An Afghan commander said Wednesday that Afghan and U.S. forces killed more than 70 Taliban (search) rebels in a seven-day operation in a mountainous southern district, including at least 20 militants who died in a single clash.

Coalition and Afghan forces returned late Tuesday from the scene of the fighting — the rugged Daychopan district of Zabul province — as the Taliban fighters they had been hunting had either been killed or fled the area, said Jan Mohammed Khan.

Khan, who is commander of Afghan forces and also the governor of neighboring Uruzgan province, said 73 Taliban fighters were killed and 13 captured over seven days, while six Afghan government forces and four coalition soldiers were wounded, and none killed.

"We have finished our operation against the Taliban," Khan told The Associated Press.

U.S. military officials were not immediately available for comment.

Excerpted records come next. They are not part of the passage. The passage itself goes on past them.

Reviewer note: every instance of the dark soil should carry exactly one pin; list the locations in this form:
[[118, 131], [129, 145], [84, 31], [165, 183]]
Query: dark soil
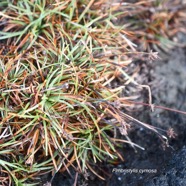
[[167, 79]]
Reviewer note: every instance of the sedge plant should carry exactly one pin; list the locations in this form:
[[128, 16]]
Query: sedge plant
[[58, 107]]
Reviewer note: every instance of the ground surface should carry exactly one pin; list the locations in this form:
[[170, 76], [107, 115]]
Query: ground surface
[[166, 77]]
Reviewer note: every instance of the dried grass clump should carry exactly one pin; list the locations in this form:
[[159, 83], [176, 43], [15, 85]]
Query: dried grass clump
[[58, 107]]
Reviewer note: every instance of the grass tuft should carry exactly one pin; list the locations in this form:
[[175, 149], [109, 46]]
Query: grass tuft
[[58, 105]]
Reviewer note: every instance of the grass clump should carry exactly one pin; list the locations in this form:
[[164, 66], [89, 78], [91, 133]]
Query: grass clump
[[58, 107]]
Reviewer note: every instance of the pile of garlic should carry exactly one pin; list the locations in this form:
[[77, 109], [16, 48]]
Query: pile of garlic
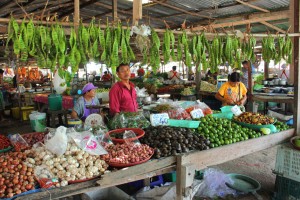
[[74, 164]]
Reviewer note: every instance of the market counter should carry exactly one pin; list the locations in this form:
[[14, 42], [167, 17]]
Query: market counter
[[272, 97], [67, 101], [185, 165]]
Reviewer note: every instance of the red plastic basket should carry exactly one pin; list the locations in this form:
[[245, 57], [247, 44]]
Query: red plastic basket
[[120, 165], [139, 133]]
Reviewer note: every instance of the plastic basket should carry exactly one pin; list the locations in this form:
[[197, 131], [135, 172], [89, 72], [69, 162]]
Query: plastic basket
[[225, 115], [286, 188], [288, 163], [183, 123]]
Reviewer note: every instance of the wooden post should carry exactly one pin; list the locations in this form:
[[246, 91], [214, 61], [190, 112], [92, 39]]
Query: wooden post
[[294, 10], [137, 11], [115, 9], [76, 12], [266, 70]]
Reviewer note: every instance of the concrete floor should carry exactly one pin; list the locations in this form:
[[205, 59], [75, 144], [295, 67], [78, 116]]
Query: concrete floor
[[258, 165]]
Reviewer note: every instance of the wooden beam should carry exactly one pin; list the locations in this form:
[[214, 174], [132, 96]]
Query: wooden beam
[[294, 69], [6, 6], [129, 13], [76, 12], [137, 11], [256, 19], [273, 27], [115, 10], [252, 6], [181, 10], [203, 159], [70, 11]]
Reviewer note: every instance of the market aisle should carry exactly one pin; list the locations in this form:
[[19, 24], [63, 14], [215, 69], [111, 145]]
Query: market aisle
[[257, 165]]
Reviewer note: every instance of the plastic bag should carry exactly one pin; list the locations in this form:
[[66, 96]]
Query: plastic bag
[[178, 113], [200, 105], [129, 120], [59, 84], [18, 142], [88, 142], [44, 176], [141, 92], [214, 184], [57, 142]]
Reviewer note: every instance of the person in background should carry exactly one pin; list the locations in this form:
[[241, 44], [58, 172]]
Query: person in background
[[80, 110], [106, 77], [233, 92], [173, 74], [245, 69], [2, 103], [141, 72], [122, 95]]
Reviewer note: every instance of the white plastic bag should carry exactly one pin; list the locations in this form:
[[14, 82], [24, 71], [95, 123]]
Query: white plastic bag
[[214, 184], [57, 142], [88, 142], [59, 84]]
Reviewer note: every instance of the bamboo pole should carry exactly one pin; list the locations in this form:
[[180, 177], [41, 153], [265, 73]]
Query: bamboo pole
[[188, 31]]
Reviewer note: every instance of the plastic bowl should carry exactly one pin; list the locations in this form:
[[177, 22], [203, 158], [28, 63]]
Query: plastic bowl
[[292, 141], [139, 133]]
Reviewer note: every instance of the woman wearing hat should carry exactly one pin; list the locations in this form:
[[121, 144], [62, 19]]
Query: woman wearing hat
[[80, 111]]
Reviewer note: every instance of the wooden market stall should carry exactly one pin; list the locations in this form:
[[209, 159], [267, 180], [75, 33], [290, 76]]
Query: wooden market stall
[[185, 164]]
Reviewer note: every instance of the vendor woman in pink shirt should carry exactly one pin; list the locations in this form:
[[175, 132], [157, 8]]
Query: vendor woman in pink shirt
[[122, 95]]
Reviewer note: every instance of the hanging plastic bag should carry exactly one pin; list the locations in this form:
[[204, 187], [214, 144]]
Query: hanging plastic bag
[[45, 177], [214, 184], [18, 142], [57, 142], [59, 84], [88, 142]]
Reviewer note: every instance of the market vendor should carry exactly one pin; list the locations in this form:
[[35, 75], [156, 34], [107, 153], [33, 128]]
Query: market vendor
[[122, 95], [80, 110], [106, 77], [173, 74], [233, 92]]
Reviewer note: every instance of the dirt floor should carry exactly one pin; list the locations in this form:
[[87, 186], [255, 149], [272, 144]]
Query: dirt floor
[[258, 165]]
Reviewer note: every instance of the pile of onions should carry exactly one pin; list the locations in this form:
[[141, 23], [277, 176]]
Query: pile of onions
[[129, 153], [15, 176], [75, 164]]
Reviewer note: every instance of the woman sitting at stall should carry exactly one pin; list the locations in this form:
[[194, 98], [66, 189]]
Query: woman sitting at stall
[[80, 110], [233, 92]]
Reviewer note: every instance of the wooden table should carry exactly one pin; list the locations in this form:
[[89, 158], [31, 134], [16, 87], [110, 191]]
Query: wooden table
[[267, 97], [184, 164]]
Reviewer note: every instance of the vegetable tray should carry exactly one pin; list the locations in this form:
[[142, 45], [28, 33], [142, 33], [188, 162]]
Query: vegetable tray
[[121, 165]]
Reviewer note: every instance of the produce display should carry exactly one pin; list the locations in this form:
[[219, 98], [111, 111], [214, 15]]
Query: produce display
[[223, 131], [15, 176], [169, 141], [187, 91], [129, 153], [129, 120], [99, 90], [4, 142], [254, 118], [74, 164], [281, 126], [208, 87], [170, 88], [18, 142], [32, 138]]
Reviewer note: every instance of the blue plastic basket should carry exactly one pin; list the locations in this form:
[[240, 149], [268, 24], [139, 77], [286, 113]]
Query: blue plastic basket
[[183, 123]]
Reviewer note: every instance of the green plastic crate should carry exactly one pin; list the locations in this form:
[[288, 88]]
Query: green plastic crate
[[170, 177], [183, 123], [286, 189]]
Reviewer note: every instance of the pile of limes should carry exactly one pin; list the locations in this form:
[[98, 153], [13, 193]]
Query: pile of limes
[[281, 126], [222, 131]]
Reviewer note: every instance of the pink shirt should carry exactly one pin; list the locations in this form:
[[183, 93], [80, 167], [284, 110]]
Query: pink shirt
[[122, 99]]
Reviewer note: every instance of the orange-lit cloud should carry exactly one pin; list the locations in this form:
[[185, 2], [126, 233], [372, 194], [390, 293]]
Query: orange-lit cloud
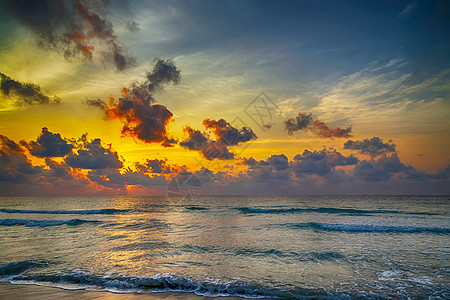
[[306, 122]]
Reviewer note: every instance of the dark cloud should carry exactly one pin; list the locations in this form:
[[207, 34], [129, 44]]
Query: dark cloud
[[385, 168], [14, 165], [71, 28], [225, 136], [278, 162], [96, 103], [142, 119], [48, 144], [132, 26], [228, 135], [93, 155], [373, 147], [306, 122], [320, 162], [158, 166], [25, 93], [323, 131], [301, 122], [196, 139]]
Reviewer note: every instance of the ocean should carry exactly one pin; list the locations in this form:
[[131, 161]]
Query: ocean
[[288, 247]]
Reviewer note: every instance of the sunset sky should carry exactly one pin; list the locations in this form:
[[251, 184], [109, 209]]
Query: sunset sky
[[282, 97]]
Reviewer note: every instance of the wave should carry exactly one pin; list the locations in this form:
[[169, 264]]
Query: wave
[[106, 211], [252, 252], [164, 283], [368, 228], [325, 210], [44, 223], [196, 208], [17, 267]]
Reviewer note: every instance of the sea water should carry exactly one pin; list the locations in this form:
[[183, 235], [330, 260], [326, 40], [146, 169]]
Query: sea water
[[294, 247]]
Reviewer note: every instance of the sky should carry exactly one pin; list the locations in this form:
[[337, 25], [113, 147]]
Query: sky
[[247, 97]]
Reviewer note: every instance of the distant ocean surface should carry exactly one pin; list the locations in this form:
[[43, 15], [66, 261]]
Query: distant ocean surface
[[293, 247]]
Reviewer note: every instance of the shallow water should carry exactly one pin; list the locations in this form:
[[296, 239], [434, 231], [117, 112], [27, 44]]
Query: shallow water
[[249, 246]]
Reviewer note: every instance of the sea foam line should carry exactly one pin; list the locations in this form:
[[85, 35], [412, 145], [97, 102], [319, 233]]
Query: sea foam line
[[106, 211], [15, 272], [44, 223], [324, 210], [368, 228]]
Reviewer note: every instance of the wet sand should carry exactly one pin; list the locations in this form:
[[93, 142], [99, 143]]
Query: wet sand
[[19, 291]]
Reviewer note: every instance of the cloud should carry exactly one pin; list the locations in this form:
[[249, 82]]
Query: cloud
[[225, 136], [14, 165], [25, 93], [385, 168], [278, 162], [141, 118], [93, 155], [320, 162], [306, 122], [72, 28], [48, 144], [132, 26], [373, 147], [301, 122]]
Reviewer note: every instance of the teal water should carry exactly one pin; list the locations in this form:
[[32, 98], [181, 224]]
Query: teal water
[[329, 247]]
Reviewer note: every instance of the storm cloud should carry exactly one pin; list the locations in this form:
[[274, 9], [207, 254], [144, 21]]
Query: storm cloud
[[93, 155], [140, 117], [375, 146], [225, 135], [306, 122], [48, 144], [320, 162], [25, 93], [72, 28]]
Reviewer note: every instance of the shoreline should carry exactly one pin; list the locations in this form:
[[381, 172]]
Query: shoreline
[[10, 291]]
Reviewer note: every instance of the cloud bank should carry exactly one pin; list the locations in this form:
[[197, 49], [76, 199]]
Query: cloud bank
[[306, 122], [73, 28]]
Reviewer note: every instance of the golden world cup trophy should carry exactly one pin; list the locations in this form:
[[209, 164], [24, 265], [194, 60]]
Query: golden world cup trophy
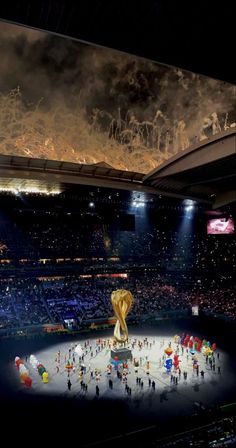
[[122, 301]]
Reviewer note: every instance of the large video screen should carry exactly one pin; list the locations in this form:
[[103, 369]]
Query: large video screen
[[220, 226]]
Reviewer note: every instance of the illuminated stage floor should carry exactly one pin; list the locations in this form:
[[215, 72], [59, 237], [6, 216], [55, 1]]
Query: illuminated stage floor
[[167, 400]]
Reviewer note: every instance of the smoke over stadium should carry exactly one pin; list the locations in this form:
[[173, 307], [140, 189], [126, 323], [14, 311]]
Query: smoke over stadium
[[65, 100]]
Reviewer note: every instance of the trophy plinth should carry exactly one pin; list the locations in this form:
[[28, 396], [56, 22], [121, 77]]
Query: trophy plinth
[[121, 354]]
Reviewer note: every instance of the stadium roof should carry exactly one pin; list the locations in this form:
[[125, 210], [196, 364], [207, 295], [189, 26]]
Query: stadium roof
[[205, 172]]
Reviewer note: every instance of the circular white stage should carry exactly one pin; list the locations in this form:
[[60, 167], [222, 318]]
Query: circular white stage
[[168, 396]]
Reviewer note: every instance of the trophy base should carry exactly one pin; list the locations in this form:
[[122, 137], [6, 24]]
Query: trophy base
[[122, 354]]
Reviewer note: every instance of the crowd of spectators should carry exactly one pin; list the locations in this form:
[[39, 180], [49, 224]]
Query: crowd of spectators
[[38, 244], [39, 301]]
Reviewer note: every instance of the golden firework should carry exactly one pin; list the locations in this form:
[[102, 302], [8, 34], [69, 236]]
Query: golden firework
[[121, 300]]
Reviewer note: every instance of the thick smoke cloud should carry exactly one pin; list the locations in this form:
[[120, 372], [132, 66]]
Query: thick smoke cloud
[[65, 100]]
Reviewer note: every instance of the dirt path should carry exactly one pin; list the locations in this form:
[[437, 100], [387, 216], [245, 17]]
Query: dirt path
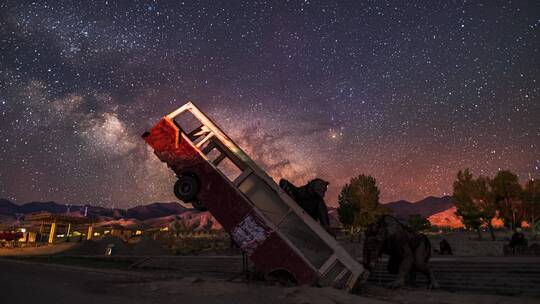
[[24, 282]]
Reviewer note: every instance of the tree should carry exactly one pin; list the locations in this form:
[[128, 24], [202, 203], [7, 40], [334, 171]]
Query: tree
[[464, 190], [484, 199], [507, 194], [531, 202], [418, 223], [359, 202]]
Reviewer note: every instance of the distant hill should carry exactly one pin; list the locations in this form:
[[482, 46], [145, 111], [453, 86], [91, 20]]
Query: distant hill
[[163, 214], [143, 212], [426, 207]]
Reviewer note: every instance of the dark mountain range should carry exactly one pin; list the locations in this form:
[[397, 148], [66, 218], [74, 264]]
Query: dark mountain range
[[426, 207], [402, 209], [143, 212]]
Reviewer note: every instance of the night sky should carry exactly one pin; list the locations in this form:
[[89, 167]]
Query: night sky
[[407, 92]]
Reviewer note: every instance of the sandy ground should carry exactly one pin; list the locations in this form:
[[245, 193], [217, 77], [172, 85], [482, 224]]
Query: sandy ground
[[24, 282]]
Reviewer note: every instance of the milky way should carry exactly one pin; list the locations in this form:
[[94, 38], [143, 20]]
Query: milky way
[[407, 92]]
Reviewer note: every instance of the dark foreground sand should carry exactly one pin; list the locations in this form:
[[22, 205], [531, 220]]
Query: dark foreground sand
[[26, 282]]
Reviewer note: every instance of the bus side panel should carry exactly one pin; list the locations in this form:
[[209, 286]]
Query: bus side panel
[[275, 254]]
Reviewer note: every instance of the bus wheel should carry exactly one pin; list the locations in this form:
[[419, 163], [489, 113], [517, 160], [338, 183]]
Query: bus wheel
[[198, 205], [186, 188]]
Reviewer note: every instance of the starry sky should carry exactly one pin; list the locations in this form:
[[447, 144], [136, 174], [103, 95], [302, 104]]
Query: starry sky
[[407, 91]]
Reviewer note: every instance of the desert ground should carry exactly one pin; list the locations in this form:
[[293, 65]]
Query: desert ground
[[27, 282]]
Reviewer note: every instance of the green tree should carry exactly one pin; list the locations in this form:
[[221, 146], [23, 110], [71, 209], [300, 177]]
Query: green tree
[[507, 194], [484, 199], [418, 223], [464, 189], [531, 203], [359, 202]]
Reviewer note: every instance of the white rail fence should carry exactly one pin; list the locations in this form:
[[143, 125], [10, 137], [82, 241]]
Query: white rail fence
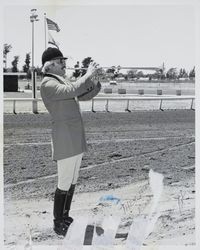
[[128, 99]]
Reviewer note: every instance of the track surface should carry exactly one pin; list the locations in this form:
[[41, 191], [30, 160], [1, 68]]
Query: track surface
[[122, 147]]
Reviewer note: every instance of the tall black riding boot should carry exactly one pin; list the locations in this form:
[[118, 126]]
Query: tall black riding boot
[[60, 225], [69, 201]]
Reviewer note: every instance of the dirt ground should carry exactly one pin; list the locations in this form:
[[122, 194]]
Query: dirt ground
[[122, 148]]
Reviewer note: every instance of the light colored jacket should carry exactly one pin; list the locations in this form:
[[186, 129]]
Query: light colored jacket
[[60, 99]]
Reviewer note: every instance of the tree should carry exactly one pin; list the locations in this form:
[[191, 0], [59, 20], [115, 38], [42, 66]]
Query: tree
[[26, 66], [6, 50], [14, 64]]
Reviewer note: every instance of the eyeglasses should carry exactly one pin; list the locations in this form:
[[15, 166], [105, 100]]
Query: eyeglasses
[[60, 60]]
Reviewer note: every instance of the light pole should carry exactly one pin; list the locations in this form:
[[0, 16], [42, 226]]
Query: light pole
[[33, 18]]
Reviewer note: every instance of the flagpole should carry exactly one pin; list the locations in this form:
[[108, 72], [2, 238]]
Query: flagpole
[[45, 32]]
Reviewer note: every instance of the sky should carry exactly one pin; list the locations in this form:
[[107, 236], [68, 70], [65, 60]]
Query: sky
[[135, 35]]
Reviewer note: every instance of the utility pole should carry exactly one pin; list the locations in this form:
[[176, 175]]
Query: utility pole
[[33, 19]]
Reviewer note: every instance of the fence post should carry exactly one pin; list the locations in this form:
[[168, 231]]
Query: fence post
[[34, 93], [161, 104], [191, 107], [93, 105], [14, 108], [107, 106], [127, 107]]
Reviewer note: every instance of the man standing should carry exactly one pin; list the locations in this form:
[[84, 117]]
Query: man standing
[[60, 97]]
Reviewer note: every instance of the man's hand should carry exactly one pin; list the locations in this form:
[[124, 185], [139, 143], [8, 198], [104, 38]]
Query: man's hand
[[93, 69]]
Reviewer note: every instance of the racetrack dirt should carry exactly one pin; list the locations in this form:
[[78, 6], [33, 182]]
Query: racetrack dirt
[[122, 148]]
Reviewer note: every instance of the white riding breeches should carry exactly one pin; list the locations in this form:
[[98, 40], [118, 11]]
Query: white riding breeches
[[68, 171]]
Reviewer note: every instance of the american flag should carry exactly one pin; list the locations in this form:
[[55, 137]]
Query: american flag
[[52, 25], [51, 40]]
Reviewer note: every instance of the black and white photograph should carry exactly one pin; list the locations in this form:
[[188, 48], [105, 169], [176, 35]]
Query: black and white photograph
[[99, 123]]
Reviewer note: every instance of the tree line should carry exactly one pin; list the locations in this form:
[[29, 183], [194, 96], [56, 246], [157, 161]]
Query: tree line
[[111, 73]]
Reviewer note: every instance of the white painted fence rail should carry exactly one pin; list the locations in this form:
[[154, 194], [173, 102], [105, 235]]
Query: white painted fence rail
[[107, 99]]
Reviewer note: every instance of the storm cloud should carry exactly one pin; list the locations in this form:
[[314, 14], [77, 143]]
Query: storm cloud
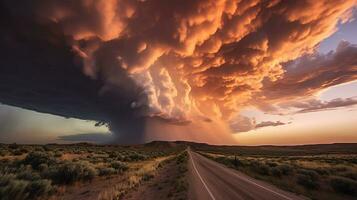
[[123, 62]]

Previously, officials had reported at least 40 insurgents killed in the past week.

Daychopan, a remote area and Taliban stronghold, lies near the borders of two neighboring provinces, Uruzgan and Kandahar, some 190 miles southwest of Kabul.

It was also the focus of fierce clashes last August and early September which left well over 100 Taliban and one American special operations soldier dead — the heaviest fighting since the hardline Islamic militia was ousted by U.S.-led forces in late 2001.

In the latest battle, Khan said that U.S.-led troops backed by jet fighters and helicopters on Tuesday launched an assault on 100 Taliban militants who ambushed a convoy in an area called Sharaboz Kothal.

"We collected 21 bodies," Khan said. "The rest ran back into the mountains." Among the dead were two local Taliban commanders, Mullah Jabar and Mullah Jalan.

On Wednesday, military spokesman Lt. Col. Tucker Mansager told reporters in Kabul that 20 anti-coalition fighters were killed in what he described as "the latest of several aggressive engagements by the Marines."

He said that two Marines (search) and two allied Afghans were wounded — although earlier a Marine spokesman had said five Marines were hurt. Neither official mentioned air strikes.

Some 2,000 Marines based in Uruzgan have clashed repeatedly with large bands of militants in the region.

Another Taliban commander was killed Tuesday near Musa Qala in Helmand province, some 280 miles southwest of Kabul, said Mohammed Wali, a provincial government spokesman.

The commander, Mullah Malik, and another man opened fire on troops who tried to stop their car. Both were killed when the soldiers returned fire, Wali said. Two soldiers were wounded.

About 450 people have died across Afghanistan this year in a wave of violence that has cast doubts on plans to hold national elections in September.